Location: West Tennessee
2,093 posts, read 2,989,153 times
Reputation: 1371
Quote:
Originally Posted by kshe95girl View Post
I knew you werent a native.
There is a very sharp shift from southern to Midwestern in the 30 miles between Cape and Old Appleton.
I've never seen the shift come that quickly anywhere else in the US.
I've always been fascinated by it, and I grew up seeing it.
This is so true.


Quote:
Originally Posted by kshe95girl View Post
Jackson is southern.
You know, its funny, one cant really tell the difference by how the area looks, its more of a feel.
One has to spend time in the area, eat in the restaurants, shop in the stores.
Interact with the locals, you know?
I used to think that Cape was more southern culturally than Jackson. (I even went to high school in Jackson and still felt that way) The past couple of years has started to reverse that opinion however. I guess what was going through my head was that maybe it was just a more rural culture and not necessarily a southern one. I've come to realize it's actually both compared to Cape.

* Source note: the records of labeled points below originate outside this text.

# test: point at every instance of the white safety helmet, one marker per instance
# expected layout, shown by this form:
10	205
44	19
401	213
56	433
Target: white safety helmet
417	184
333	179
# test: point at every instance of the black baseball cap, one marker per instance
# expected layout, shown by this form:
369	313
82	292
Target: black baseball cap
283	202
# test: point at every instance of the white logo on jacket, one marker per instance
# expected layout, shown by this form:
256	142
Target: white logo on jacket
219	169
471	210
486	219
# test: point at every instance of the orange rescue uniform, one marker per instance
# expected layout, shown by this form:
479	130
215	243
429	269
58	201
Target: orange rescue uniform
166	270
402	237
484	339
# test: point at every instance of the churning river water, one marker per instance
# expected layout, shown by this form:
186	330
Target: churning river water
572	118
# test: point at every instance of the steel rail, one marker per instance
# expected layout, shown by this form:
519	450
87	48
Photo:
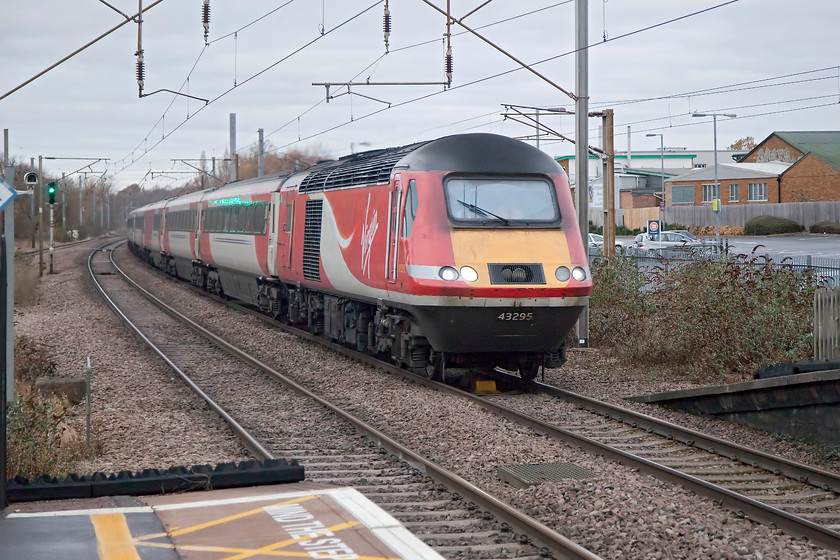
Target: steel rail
825	480
541	535
251	444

I'm actually kind of suprised you said Jackson was southern. I do agree with you, I've just always been hesitant to come to that opinion 100%.

Quote:
Originally Posted by MUTGR View Post
I've spent a bit of time recently in both Cape and Sikeston. Sikeston, to me, totally has a southern vibe, while Cape, not so much. To an outsider (I admit it KSHE Girl) it seems like those two communities are quite different despite being only 30 miles or so apart.

I also just spent several days in Springfield. It does have somewhat of a southern vibe and feel to me, but not as much as Sikeston.
I agree that Cape and Sikeston aren't exactly alike, but if you compared Cape & Sikeston vs. Cape & Perryville, which is the same distance north of Cape, it makes Cape and Sikeston look pretty similar, especially demographically.